His eyes fixed down the barrel of the cameras, for a quarter of an hour he spoke only in Greek.

"We are now co-authors of our own destiny," he said.

"Negotiation means compromise. But this deal is a small step in the right direction.

"We are no longer following a script given to us by external agencies," he added.

Unusually for him, though, he was reading his speech rather than talking off the cuff.

It did not take a political genius to work out what was going on.

Syriza came to power in Greece last month promising not to do a deal with the shady characters in Brussels.

It promised not to sign up to a continuation of the unpopular bailout programme.

It promised not to have its domestic policies monitored and influenced by the so-called Troika of lenders (the International Monetary Fund, European Commission and European Central Bank).

But the deal it signed up to on Friday night involved, essentially, all of the above.

There were changes in some of the terminology.

The "programme" is now renamed the "contract"; the hated "memorandum of understanding" which entailed the reforms the country needed to make, is called the "Master Financial Assistance Facility Agreement"; the "Troika" is now referred to as "the institutions".

But, for the most part, the bailout extension Greece signed up to looks like precisely the thing Syriza and Varoufakis said they would not agree to.

True, there are some important changes: Greece will be given more leeway on its public finances this year; it will have the opportunity to curtail some of the tougher reforms, such as firesales of assets and changes in pension provisions - though these, too, will have to be approved by the Troika, sorry, institutions, in conversations starting on Monday.

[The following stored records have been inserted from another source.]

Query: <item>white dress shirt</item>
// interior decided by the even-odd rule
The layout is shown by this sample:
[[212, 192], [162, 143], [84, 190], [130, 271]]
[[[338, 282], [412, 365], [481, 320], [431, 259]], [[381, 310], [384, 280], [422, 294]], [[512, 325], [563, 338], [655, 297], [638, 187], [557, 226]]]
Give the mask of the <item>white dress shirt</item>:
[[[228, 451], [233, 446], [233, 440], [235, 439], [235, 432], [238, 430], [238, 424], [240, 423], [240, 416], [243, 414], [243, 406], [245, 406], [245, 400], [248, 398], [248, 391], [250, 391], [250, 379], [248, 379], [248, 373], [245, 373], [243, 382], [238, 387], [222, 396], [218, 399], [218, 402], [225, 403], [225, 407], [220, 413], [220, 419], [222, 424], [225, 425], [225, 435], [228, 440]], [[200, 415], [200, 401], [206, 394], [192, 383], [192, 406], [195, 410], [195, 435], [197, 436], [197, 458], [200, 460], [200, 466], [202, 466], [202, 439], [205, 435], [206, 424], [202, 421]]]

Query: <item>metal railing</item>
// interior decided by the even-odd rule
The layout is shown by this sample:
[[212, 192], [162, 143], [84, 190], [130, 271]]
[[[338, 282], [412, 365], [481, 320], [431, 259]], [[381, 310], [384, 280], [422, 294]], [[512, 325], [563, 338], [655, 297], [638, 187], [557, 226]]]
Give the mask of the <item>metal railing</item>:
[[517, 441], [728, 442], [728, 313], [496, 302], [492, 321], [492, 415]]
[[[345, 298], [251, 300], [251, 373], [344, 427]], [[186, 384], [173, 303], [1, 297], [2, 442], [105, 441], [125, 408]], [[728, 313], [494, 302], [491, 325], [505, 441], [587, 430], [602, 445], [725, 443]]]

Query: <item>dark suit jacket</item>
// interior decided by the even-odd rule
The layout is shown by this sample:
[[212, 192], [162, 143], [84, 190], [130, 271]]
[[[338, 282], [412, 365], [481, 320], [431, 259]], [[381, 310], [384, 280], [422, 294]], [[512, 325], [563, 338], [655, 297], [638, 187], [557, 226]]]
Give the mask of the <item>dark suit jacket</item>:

Crucially, Syriza can rightly claim that its government has eased the conditions on the bailout a lot more than its predecessors.

However, this was hardly the revolution in economic policy that many Greeks will have hoped for.

It does not represent a new deal - so much as an old deal in new clothing.

Then again, perhaps that is the best that could have been expected.

This is only a short-term extension to bide the country over.

Without it, there was a distinct chance it would have defaulted and left the euro - the latter of which the vast majority of Greeks are set against.

The country's financial system was looking perilously exposed.

Throughout the Eurogroup meeting, the ECB president Mario Draghi warned repeatedly that unless Greece and its euro counterparts came up with a deal soon, money could start escaping from Greek bank accounts rapidly that there might be a full-blown financial crisis as soon as Monday.

This was a difficult meeting for Mr Varoufakis.

The former academic has taken the political world by storm in recent weeks, carrying out a whistlestop tour of European capitals to explain the Greek position.

However, so visible has he been in this period, so adamant that Greece will not water down its demands, that the events of the past 24 hours may prove tough to contextualise.

What made the job harder still is the fact that he and the finance ministry were marginalised towards the end of the negotiations.

Alexis Tsipras, the Prime Minister, stepped in and carried out some of the talks behind the scenes with his fellow leaders when things looked as if they were breaking down.

After the previous Eurogroup meeting on Monday descended into farce, amid a flood of leaks, the PM insisted that all press communications should be done through his office, rather than Mr Varoufakis'.

It was said that behind-the-scenes, the Germans were refusing to talk to Mr Varoufakis - that some Greek finance officials had been urged to get rid of their boss.

That would be a terrific mistake: their new finance minister is one of the biggest assets Greece has, particularly when it comes to explaining to an international audience why austerity has not worked, and why future deals might have to be different.

And there will almost certainly need to be another deal once these four months have elapsed.

In the meantime, Mr Varoufakis and his colleagues have a tough job on their hands explaining why what was agreed in Brussels was a triumph rather than a defeat.

Their previous feat - overturning decades of two-party domination in Greece - may end up looking easy in comparison.